UI research contributing to latest findings
Wednesday, October 19, 2016

University of Iowa scientists have contributed to the latest findings that shed new light on what may have happened to the water on Mars.

After investigating the upper atmosphere of the Red Planet for a full Martian year, NASA’s MAVEN mission has determined that the escaping water does not always go gently into space.

Sophisticated measurements made by a suite of instruments on the Mars Atmosphere and Volatile Evolution, or MAVEN, spacecraft revealed the ups and downs of hydrogen escape—and, therefore, water loss. The escape rate peaked when Mars was at its closest point to the sun and decreased when the planet was at its farthest. The rate of loss varied dramatically overall, with 10 times more hydrogen escaping at the maximum than the minimum.

Jasper Halekas, a MAVEN team member from the UI and the instrument lead for the Solar Wind Ion Analyzer (SWIA), headed one of four studies that revealed the pronounced variability in hydrogen escape.

“The new MAVEN measurements are painting a remarkably comprehensive picture of the hydrogen cycle at Mars, which we had only caught a few brief glimpses of before MAVEN’s arrival,” says Halekas, corresponding author on one study forthcoming from the Journal of Geophysical Research.

SWIA measures the byproducts from reactions occurring when the solar wind strikes hydrogen atoms in Mars’ upper atmosphere. The instrument was designed primarily to measure the incoming solar wind, but due to its high sensitivity and resolution, it also can measure Martian hydrogen.

“I’m personally very gratified, and I’m proud of the team that made the MAVEN mission and the SWIA instrument a reality,” says Halekas, associate professor in the UI Department of Physics and Astronomy. “It just goes to show that if you design and build the best scientific experiments you can, you maximize your opportunity to make unexpected and exciting discoveries.”

Hydrogen in Mars’ upper atmosphere comes from water vapor in the lower atmosphere. An atmospheric water molecule can be broken apart by sunlight, releasing the two hydrogen atoms from the oxygen atom they had been bound to. Several processes at work in Mars’ upper atmosphere may then act on the hydrogen, leading to its escape.

This loss had long been assumed to be more or less constant, like a slow leak in a tire. But previous observations made using NASA’s Hubble Space Telescope and ESA’s Mars Express orbiter found unexpected fluctuations. Only a handful of these measurements have been made so far, and most were essentially snapshots taken months or years apart. MAVEN has been tracking the hydrogen escape without interruption over the course of a Martian year, which lasts nearly two Earth years.

In the most detailed observations of hydrogen loss to date, four of MAVEN’s instruments detected the factor-of-10 change in the rate of escape. Researchers then inferred changes in the density of hydrogen in the upper atmosphere from the flux of hydrogen ions—electrically charged hydrogen atoms—measured by the Solar Wind Ion Analyzer and by the Suprathermal and Thermal Ion Composition instrument. The Imaging Ultraviolet Spectrograph (IUVS) observed a drop in the amount of sunlight scattered by hydrogen in the upper atmosphere. MAVEN’s magnetometer found a decrease in the occurrence of electromagnetic waves excited by hydrogen ions, indicating a decrease in the amount of hydrogen present.

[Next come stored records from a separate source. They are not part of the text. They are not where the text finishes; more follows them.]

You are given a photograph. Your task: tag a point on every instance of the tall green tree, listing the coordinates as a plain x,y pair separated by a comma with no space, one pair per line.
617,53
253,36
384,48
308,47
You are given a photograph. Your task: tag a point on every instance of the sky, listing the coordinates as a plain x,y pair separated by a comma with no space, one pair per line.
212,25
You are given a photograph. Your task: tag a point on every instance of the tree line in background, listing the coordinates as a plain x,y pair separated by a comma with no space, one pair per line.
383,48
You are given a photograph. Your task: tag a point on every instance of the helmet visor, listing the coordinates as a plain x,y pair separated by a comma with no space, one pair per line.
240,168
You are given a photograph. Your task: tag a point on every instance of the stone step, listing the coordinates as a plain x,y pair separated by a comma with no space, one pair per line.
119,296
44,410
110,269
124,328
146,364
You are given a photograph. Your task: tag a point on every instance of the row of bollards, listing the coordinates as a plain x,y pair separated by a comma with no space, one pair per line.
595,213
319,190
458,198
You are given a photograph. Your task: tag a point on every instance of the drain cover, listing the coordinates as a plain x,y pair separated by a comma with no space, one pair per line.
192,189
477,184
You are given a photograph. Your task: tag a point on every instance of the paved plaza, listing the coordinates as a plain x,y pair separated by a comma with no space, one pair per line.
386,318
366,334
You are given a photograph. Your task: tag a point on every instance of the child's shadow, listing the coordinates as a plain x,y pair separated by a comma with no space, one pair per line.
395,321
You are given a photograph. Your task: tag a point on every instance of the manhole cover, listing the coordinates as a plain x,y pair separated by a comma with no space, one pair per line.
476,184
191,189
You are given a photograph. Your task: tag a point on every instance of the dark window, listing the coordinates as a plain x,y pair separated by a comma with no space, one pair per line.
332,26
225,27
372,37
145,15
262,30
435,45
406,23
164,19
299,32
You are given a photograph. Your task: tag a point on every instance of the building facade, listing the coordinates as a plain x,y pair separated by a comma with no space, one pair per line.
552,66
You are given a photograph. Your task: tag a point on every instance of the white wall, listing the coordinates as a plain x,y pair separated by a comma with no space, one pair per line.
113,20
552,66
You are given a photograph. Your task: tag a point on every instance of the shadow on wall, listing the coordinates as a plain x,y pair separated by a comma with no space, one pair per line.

By investigating hydrogen escape in multiple ways, the MAVEN team will be able to work out which factors drive that escape. Scientists already know that Mars’ elliptical orbit causes the intensity of the sunlight reaching the planet to vary by 40 percent during a Martian year. A seasonal effect also controls how much water vapor is present in the lower atmosphere, as well as variations in how much water makes it into the upper atmosphere. The 11-year cycle of the sun’s activity is another likely factor.

By making observations for a second Martian year and during different parts of the solar cycle, the scientists will be better able to distinguish among these effects. MAVEN is continuing these observations in its extended mission, which has been approved until at least September 2018.